We aim to promote actions that can amplify voices, build autonomy, and contribute to strategies for mitigating and addressing adverse effects among vulnerable groups. Grantmaking characterised by small financial contributions increases the capacity of these groups to face, deal with, and recover from specific or extreme weather events, implementing solutions that can be adapted and replicated. Sarah Marques, one of the leaders supported by the Baobá Fund, is the co-founder of the Caranguejo Tabaiares Collective. The collective has directly impacted over two thousand families in the community, who primarily rely on fishing. Some families faced threats of expropriation to make way for the construction of a highway, but Sarah mobilised residents and the government, and the initiative was successful, with the families being allowed to remain in the area. The group also established a community garden that provides sustenance for the surrounding families.
In rural contexts, philanthropy for climate and social justice promoted by the Baobá Fund also contributes to the recognition of traditional practices, fundamental to promoting sustainable, fair development, and natural resource management that preserves and enables its regeneration. These practices implemented by quilombolas, riparian communities, shellfish gatherers, and fishermen contribute to maintaining biodiversity and generating income, providing pathways for a fair transition to a greener and more inclusive economy. These communities frequently employ selective fishing techniques, avoiding the use of predatory methods that could harm the region’s biodiversity. They also apply specific knowledge about fish reproduction and migration periods, adjusting their fishing practices to align with these natural cycles. It’s worth noting that these are tested and replicable solutions that can be adapted to different contexts and scaled up through public policies.

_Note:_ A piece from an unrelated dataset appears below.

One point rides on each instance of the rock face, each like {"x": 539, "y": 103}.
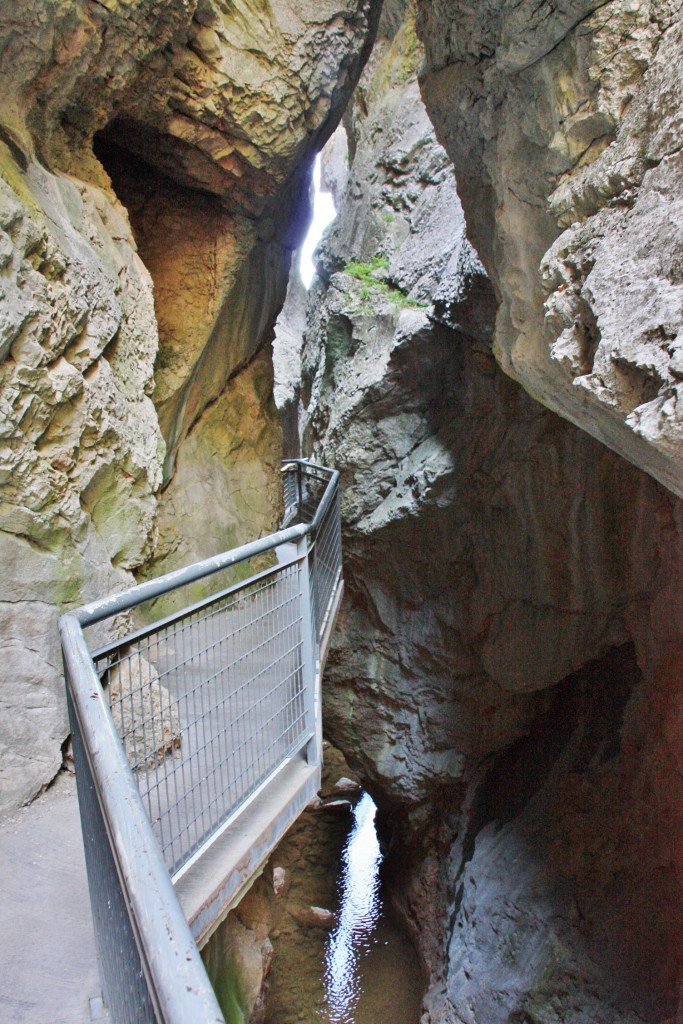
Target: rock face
{"x": 504, "y": 678}
{"x": 564, "y": 126}
{"x": 140, "y": 142}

That’s why it’s so important that the philanthropic ecosystem, the public and private sectors, and the third sector recognise humanity’s responsibility for the impacts of greenhouse gas emissions and climate change on Black people, women, the poorest, and vulnerable groups. This requires a critical approach to addressing inequalities, promoting transformative approaches, and regenerative solutions based on human rights principles and guidelines.
About Fernanda Lopes: Fernanda Lopes is a PhD in Public Health from the University of Sao Paulo (USP). She is a member of the Racism and Health Working Group of the Brazilian Association of Collective Health and a Program Director at the Baobá Fund for Racial Equity. Fernanda coordinated the Program to Combat Institutional Racism in Brazil (PCRI), a partnership established between the Technical Cooperation Agency of the British Ministry for International Development and Poverty Reduction (DFID), the Ministry of Health (MS), the Special Secretariat for Policies to Promote Racial Equality (Seppir), the Federal Public Prosecutor’s Office (MPF), the Pan American Health Organization (Opas), and the United Nations Development Programme (UNDP). She was also a staff member of the United Nations Population Fund in Brazil.